With every prim formality, Emmie answered his ring. She was wearing the mask and the black frock and the white apron and cap of her vocation. Not the slightest trace of the beatified woman in the flowered hat under the lamp at the gates of the churchyard! No sign of a heart or of passion or of ecstasy! Incredible creatures--they were all incredible!
He thought, nervous:
"I shall meet Hilda in half a second."
George ran into the hall, wearing his new green shade over his eyes.
"Here he is, mother!" cried George. "I say, nunks, Emmie brought up a parcel for you from Uncle Albert, and Auntie Clara. Here it is. It wasn't addressed outside, so I opened it."
He indicated the hall-table, on which, in a bed of tissue paper and brown paper, lay a dreadful flat ink-stand of blue glass and bronze, with a card: "Best wishes to Edwin from Albert and Clara."
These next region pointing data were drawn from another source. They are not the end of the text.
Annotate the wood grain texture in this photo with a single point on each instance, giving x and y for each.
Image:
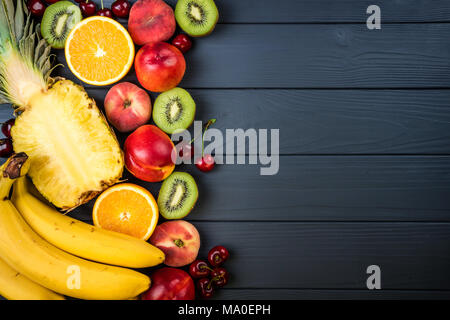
(332, 121)
(328, 11)
(317, 56)
(321, 294)
(332, 255)
(334, 188)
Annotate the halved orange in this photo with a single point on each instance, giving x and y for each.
(126, 208)
(99, 51)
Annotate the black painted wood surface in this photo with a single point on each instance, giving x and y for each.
(364, 119)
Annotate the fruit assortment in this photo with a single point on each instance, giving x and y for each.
(75, 159)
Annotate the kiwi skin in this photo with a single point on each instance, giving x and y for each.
(164, 188)
(159, 109)
(181, 17)
(48, 22)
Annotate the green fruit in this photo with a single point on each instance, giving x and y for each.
(177, 196)
(174, 110)
(196, 17)
(57, 22)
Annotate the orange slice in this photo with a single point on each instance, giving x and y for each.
(126, 208)
(99, 51)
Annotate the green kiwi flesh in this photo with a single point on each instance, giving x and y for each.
(57, 22)
(196, 17)
(177, 196)
(174, 110)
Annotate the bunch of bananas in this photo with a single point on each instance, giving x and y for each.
(45, 255)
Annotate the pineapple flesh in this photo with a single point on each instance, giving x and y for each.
(73, 152)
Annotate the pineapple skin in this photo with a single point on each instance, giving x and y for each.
(74, 153)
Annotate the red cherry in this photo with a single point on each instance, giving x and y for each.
(218, 255)
(105, 13)
(6, 149)
(205, 163)
(199, 269)
(36, 7)
(6, 127)
(182, 42)
(88, 8)
(220, 277)
(121, 8)
(205, 287)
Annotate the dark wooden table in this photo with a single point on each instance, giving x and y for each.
(364, 119)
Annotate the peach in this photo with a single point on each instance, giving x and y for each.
(127, 106)
(148, 154)
(179, 240)
(159, 66)
(151, 21)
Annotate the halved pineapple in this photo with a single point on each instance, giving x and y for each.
(74, 154)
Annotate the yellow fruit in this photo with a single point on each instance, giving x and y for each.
(29, 254)
(15, 286)
(74, 154)
(99, 51)
(126, 208)
(82, 239)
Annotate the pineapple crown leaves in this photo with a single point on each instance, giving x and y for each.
(19, 34)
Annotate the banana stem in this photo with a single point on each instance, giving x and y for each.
(16, 166)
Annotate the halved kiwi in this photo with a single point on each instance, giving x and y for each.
(177, 196)
(57, 22)
(174, 110)
(196, 17)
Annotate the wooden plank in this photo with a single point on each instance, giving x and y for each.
(329, 11)
(332, 121)
(329, 121)
(321, 188)
(332, 255)
(318, 56)
(305, 294)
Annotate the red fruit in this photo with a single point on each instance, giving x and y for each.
(159, 66)
(6, 127)
(121, 8)
(36, 7)
(6, 148)
(204, 285)
(199, 269)
(218, 255)
(170, 284)
(127, 106)
(182, 42)
(148, 154)
(88, 8)
(205, 163)
(105, 13)
(220, 277)
(151, 21)
(179, 240)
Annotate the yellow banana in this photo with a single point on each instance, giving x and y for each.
(49, 266)
(82, 239)
(15, 286)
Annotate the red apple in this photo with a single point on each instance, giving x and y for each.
(159, 66)
(148, 154)
(170, 284)
(127, 106)
(151, 21)
(179, 240)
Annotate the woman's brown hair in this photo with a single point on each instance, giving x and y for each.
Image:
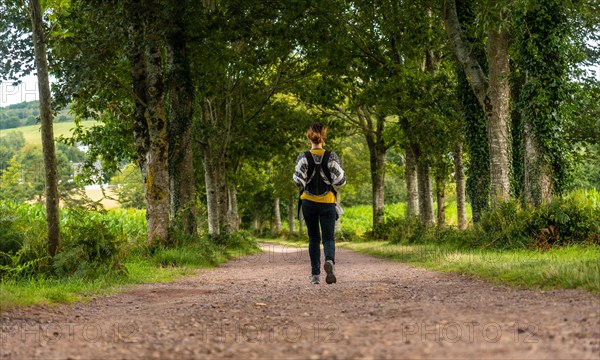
(317, 133)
George and Edwin gazed at each other with understanding.
"Just my luck isn't it, sonny?" said Edwin. "It's worse than last year's."
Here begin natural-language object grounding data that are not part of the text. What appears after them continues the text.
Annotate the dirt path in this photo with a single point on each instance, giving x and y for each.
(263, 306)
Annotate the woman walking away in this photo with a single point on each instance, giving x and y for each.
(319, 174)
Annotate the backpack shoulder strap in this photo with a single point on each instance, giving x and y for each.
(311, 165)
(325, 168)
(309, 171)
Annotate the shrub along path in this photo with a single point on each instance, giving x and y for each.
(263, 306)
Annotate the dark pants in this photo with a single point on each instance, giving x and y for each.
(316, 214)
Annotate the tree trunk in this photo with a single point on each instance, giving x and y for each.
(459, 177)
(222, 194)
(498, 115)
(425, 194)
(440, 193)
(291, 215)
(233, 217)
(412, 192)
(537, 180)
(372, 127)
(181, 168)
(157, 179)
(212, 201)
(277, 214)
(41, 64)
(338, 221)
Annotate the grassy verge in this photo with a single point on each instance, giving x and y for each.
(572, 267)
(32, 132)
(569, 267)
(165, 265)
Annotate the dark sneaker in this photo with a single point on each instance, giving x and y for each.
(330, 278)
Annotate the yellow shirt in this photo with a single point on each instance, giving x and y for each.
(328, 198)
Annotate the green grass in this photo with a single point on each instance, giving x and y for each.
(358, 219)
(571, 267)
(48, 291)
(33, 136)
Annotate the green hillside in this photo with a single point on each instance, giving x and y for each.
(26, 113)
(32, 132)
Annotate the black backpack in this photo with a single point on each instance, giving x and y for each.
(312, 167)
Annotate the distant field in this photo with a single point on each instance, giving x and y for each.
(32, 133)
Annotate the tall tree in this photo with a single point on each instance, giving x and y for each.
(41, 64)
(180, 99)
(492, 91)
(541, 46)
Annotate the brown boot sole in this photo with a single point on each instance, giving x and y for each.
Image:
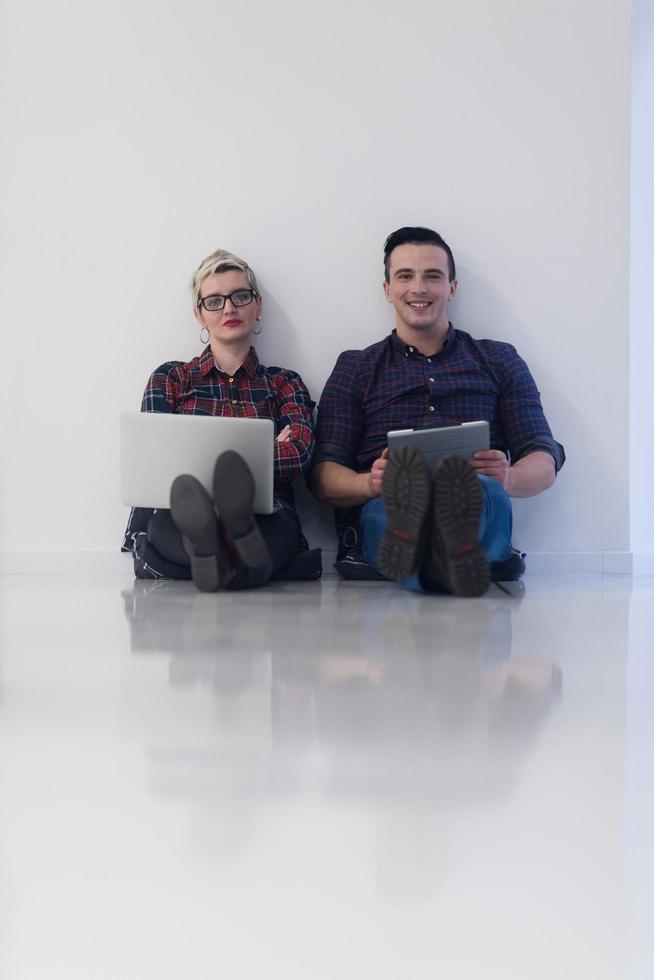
(405, 491)
(457, 506)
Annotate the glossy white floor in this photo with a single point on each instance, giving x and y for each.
(326, 780)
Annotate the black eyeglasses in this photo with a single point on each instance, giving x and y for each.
(240, 297)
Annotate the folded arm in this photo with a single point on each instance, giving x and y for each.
(294, 418)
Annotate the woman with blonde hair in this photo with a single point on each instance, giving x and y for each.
(219, 542)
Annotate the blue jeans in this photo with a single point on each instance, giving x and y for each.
(495, 528)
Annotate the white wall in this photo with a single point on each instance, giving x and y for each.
(137, 137)
(642, 264)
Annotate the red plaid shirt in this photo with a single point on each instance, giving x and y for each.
(253, 392)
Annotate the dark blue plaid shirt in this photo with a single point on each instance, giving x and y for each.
(390, 385)
(254, 391)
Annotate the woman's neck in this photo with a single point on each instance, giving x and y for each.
(230, 357)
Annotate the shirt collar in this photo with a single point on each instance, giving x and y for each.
(409, 351)
(207, 364)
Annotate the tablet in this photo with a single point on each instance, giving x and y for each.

"You poor dear!" said Hilda, appearing, all smiles and caressing glances. She was in a pale grey dress. "Whatever shall you do with it? You know you'll have to put it on view when they come up. Emmie----" to the maid vanishing into the kitchen--"We'll have supper now."
"Yes," said Edwin to himself, with light but sardonic tolerance. "Yes, my lady. You're all smiles because you're bent on getting Ladderedge Hall out of me. But you don't know what a near shave you've had of getting something else."
He was elated. The welcome of his familiar home was beautiful to him. And the incalculable woman with a single gesture had most unexpectedly annihilated the unpleasant past and its consequences. He could yield upon the grand contention how and when he chose. He had his acquiescence waiting like a delightful surprise for Hilda. As he looked at her lovingly, with all her crimes of injustice thick upon her, he clearly realised that he saw her as no other person saw her, and that because it was so she in her entirety was indispensable to him. And when he tried to argue impartially and aloofly with himself about rights and wrongs, asinine reason was swamped by an entirely irrational and wise joy in the simple fact of the criminal's existence.